A Working Ranch/Marriage

The column “What I’ve Learned,”  about my sixteenth wedding anniversary evolved while trying to come up with material based on an idea I had to write about things I’ve learned since my husband and I got married. During my  free-writing session, I created two lists; one that went into my column and another that was a list of similarities between working with cows and working with my husband, which I thought was kinda funny and true. I decided my list of similarities was too good to toss and thought it would make a good blog post; using it in my column would’ve made my word count double. So here’s what didn’t make it in my column:

Oddly, ranching has taught me a few things about marriage. Believe it or not, you can learn a lot about relationships from working with cows. Here is a list of some of the things I’ve learned:
1. Taking the time to do preventive maintenance work will avoid a bigger mess to deal with down the road.
2. In understanding my spouse, I practice using the same strategy I use to understand cows; it’s helpful sometimes to try and think like my husband.
3. Similarly to cows, my husband doesn’t know how to ask for or accept help when it’s obvious he needs it. He may deny my help but he’s usually appreciative when I ignore him and help anyway, but cows aren’t in the habit of stating their appreciation.
4. Working with my spouse can be a lot like working with cows; I have to keep in mind that the work won’t go smoothly every time and try not to get discouraged.
5. In dealing with cows, I’ve learned it’s best to just expect the unexpected, that way I won’t be disappointed and when things do go as planned, it’s a pleasant surprise. This logic has also been useful when my husband and I are working on a project together.
6. Whether it’s the weather or my spouse’s off-day attitude, both can frustrate me at times. I’ve learned that if I just wait a while, it will change.
7. Obstacles should be expected in any plan regardless of who I’m working with.
8. Be on the lookout for signs of trouble ahead; then take care of it before it gets out of hand.
9. Learn to improvise if necessary. My household pretty much lives by this theory.
10. Sometimes spontaneity works out better than having a plan. This has been successful when moving cows last-minute or when my husband and I haven’t reconnected in a while.
11. I’ve accepted the fact that my spouse’s and cows’ behavior, actions, decisions, or reasoning can be hard to understand sometimes and it’s not worth the energy to try and figure them out.

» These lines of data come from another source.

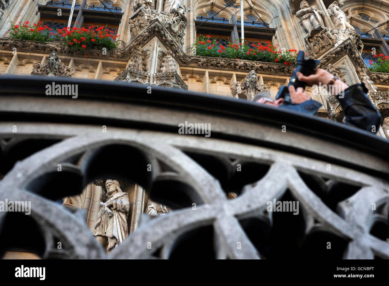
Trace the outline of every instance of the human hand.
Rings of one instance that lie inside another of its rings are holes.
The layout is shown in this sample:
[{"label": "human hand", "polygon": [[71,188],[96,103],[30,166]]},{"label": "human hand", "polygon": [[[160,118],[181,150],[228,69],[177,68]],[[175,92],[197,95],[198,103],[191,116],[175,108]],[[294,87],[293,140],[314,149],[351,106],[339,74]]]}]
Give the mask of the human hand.
[{"label": "human hand", "polygon": [[322,68],[315,70],[315,73],[308,76],[300,72],[297,73],[296,75],[299,80],[306,82],[309,86],[315,85],[319,85],[320,82],[322,85],[328,85],[334,77],[333,75]]},{"label": "human hand", "polygon": [[311,99],[311,96],[302,87],[298,87],[297,90],[294,89],[293,85],[288,87],[291,95],[291,101],[293,104],[299,104]]}]

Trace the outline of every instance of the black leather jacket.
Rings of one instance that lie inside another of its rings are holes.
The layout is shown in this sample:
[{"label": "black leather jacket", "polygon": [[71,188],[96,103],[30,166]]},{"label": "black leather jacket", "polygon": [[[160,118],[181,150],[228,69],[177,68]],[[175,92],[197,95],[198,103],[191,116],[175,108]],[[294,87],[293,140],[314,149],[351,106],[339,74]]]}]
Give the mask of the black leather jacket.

12. Both can make me fuming mad at times but my anger usually doesn’t last long.
13. Some days I’m not very good at bluffing my husband or our cows.
14. Working with my husband or our cows instead of against either of them accomplishes more with less frustration; and gets the task done faster.
15. Some days dealing with cows or my husband takes patience (the same can be true in dealing with me also).
16. I know if I’ve made either of them really mad because there are definite signs to tell me.
17. My husband and cows can both smell a trap.
18. Tone of voice influences desired results.
19. Trying to push too hard to make things happen tends to backfire.
20. I can’t change either of them. I just have to accept them the way they are and find ways to deal with their habits.